Motivation

With the advent of a paradigm shift towards data-driven scientific discovery in materials science and engineering (MSE), machine learning (ML) methods are increasingly finding their way into research domains that have previously relied on experimental discoveries aided by modeling and simulations. With the aid of ML models, properties of new materials can be predicted based on information that is too complex and too vast for traditional human reasoning. However, to make accurate predictions, ML methods rely on an adequately large volume of standardized and unbiased datasets for training and testing. Compared to other scientific domains, publicly available MSE datasets are heterogenous in nature and sparse in number.

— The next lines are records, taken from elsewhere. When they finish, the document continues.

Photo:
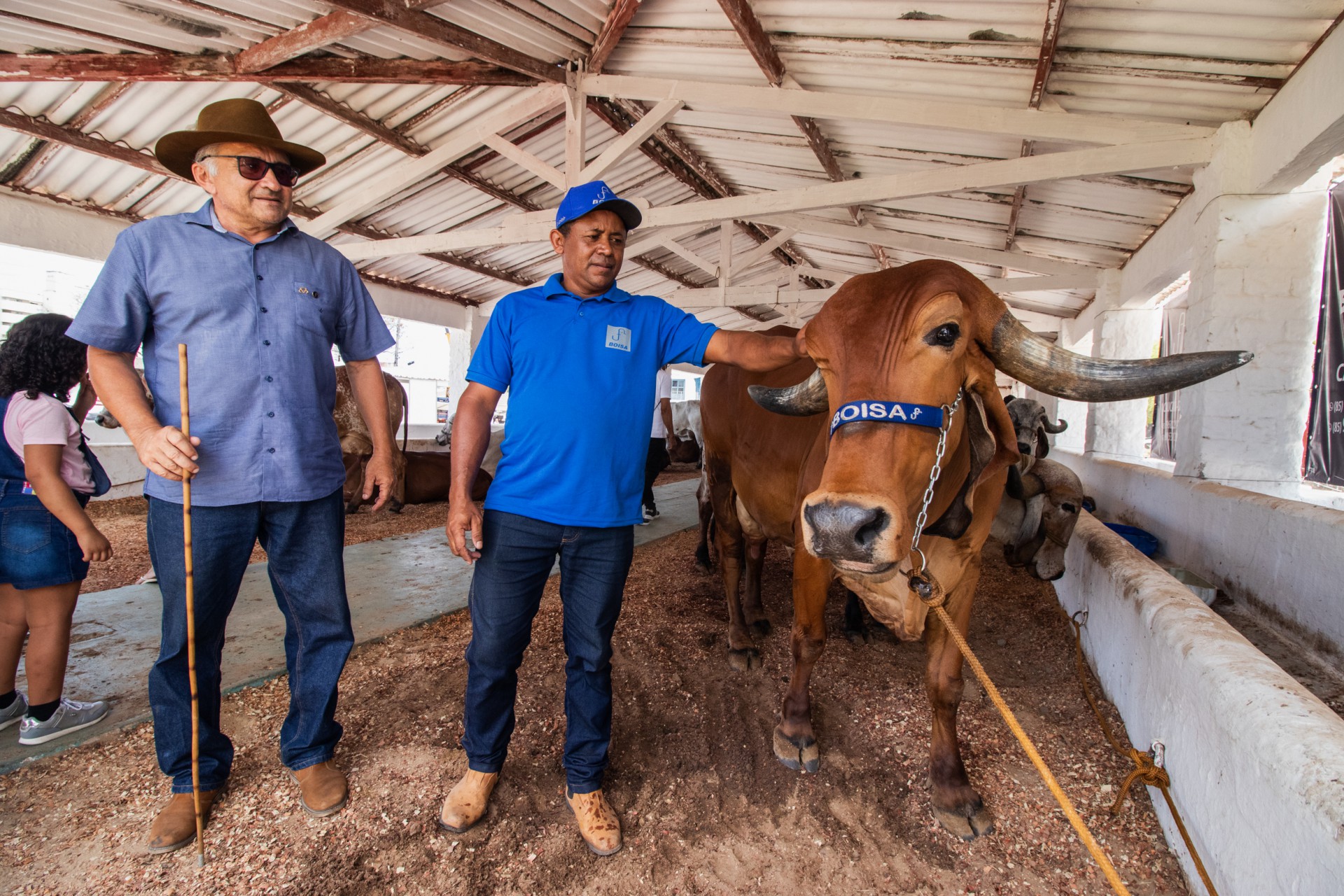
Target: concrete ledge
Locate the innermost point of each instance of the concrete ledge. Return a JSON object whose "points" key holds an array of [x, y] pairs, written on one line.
{"points": [[1257, 762], [1268, 551]]}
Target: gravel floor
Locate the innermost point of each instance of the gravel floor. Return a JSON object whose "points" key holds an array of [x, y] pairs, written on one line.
{"points": [[124, 524], [706, 806]]}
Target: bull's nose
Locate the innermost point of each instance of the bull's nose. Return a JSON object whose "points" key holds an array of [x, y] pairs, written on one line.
{"points": [[846, 531]]}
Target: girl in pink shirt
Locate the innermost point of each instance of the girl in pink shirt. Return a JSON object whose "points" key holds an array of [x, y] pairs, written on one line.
{"points": [[48, 476]]}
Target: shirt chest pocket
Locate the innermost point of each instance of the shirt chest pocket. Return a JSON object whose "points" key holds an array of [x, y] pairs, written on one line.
{"points": [[315, 309]]}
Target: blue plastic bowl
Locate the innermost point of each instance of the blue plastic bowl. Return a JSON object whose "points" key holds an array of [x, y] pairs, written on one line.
{"points": [[1145, 542]]}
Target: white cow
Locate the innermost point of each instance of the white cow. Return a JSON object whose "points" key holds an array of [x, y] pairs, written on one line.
{"points": [[492, 450]]}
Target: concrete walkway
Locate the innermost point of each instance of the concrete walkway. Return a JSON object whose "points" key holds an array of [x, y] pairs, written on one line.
{"points": [[393, 583]]}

The systematic extraction of informative features from raw data to use as input for an ML algorithm (feature engineering) requires consistent and standardized data formats that are described with rich metadata. Accordingly, the acquisition, preprocessing, and quality control of data (often combined from heterogeneous data sources) is both a critical and a time-intensive step in building an ML model, particularly in the MSE domain. The high cost and time required for, e.g., the experimental synthesis of new materials and the characterization and optimization of their properties often precludes the generation of a sufficiently large volume of new data by single research groups or even institutions, highlighting the need for the development of common data standards and infrastructures for the sharing of MSE datasets.

Objectives

At BAM, we aim to facilitate the application of ML methods by integrating appropriate research data management (RDM) strategies in the whole research process from the creation of a materials dataset to its preprocessing and integration with further data in an ML model to its publication in a scientific repository. We aim to develop services and standards that empower researchers to describe, manage and track the provenance of research data from heterogeneous sources in a central RDM system in a standardized and interoperable manner in line with the FAIR principles for scientific data management [1]. The parameters and results of an ML model will be linked with the datasets used for training or testing, thus providing the basis for seamless tracking of data lineage and contributing to the transparency of ML applications in MSE.

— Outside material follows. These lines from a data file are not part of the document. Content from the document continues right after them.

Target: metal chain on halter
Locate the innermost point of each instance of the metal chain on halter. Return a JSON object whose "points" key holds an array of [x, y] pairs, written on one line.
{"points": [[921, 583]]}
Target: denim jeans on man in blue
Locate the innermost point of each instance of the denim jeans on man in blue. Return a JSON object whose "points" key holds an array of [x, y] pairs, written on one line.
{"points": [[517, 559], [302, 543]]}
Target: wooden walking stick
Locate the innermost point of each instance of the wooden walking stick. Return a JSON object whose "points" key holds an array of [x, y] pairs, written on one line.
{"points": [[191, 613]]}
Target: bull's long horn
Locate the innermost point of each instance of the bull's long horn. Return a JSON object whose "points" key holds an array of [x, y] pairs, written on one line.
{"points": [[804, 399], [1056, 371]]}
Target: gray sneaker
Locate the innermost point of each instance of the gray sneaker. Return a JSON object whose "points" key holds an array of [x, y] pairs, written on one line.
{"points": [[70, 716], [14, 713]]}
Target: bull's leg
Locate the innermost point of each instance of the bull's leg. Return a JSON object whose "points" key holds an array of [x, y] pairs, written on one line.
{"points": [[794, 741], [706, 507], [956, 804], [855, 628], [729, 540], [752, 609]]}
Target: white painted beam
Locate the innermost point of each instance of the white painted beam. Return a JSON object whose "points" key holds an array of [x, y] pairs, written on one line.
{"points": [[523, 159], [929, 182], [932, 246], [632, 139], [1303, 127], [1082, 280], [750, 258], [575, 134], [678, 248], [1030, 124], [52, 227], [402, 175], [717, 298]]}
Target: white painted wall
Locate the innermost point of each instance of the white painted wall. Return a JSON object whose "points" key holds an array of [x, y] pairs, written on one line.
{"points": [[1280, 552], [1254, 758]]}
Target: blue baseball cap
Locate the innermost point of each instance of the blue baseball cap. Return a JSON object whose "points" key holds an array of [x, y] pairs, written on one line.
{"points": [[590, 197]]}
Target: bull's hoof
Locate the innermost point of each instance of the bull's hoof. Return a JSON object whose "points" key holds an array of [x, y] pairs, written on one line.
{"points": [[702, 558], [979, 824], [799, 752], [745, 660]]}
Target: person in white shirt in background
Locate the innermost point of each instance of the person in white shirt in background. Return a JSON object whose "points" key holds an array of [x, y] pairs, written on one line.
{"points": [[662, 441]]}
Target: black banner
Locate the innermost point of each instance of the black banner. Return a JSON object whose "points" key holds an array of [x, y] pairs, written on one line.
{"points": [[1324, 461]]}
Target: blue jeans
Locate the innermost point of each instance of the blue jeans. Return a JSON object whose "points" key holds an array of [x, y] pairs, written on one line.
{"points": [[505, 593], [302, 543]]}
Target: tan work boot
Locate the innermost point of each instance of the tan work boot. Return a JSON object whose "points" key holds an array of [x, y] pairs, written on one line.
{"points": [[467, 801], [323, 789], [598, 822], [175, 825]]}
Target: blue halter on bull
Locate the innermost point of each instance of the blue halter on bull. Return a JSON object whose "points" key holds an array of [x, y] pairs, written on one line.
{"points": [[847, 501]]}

The desired functionality of an RDM system for ML includes i.a. the following features:

• automated import (where necessary including quality control) of data and metadata from heterogeneous sources
• standardized representation of domain-specific features
• advanced metadata search capabilities
• integration with computational tools and workflows for statistical data analysis and ML via APIs
• automated feedback of parameters and output of the ML model into the RDM system
• export of data (including source code) and associated metadata to public repositories

References

[1] Wilkinson, Mark D., et al. "The FAIR Guiding Principles for scientific data management and stewardship." Scientific data 3.1 (2016): 1-9.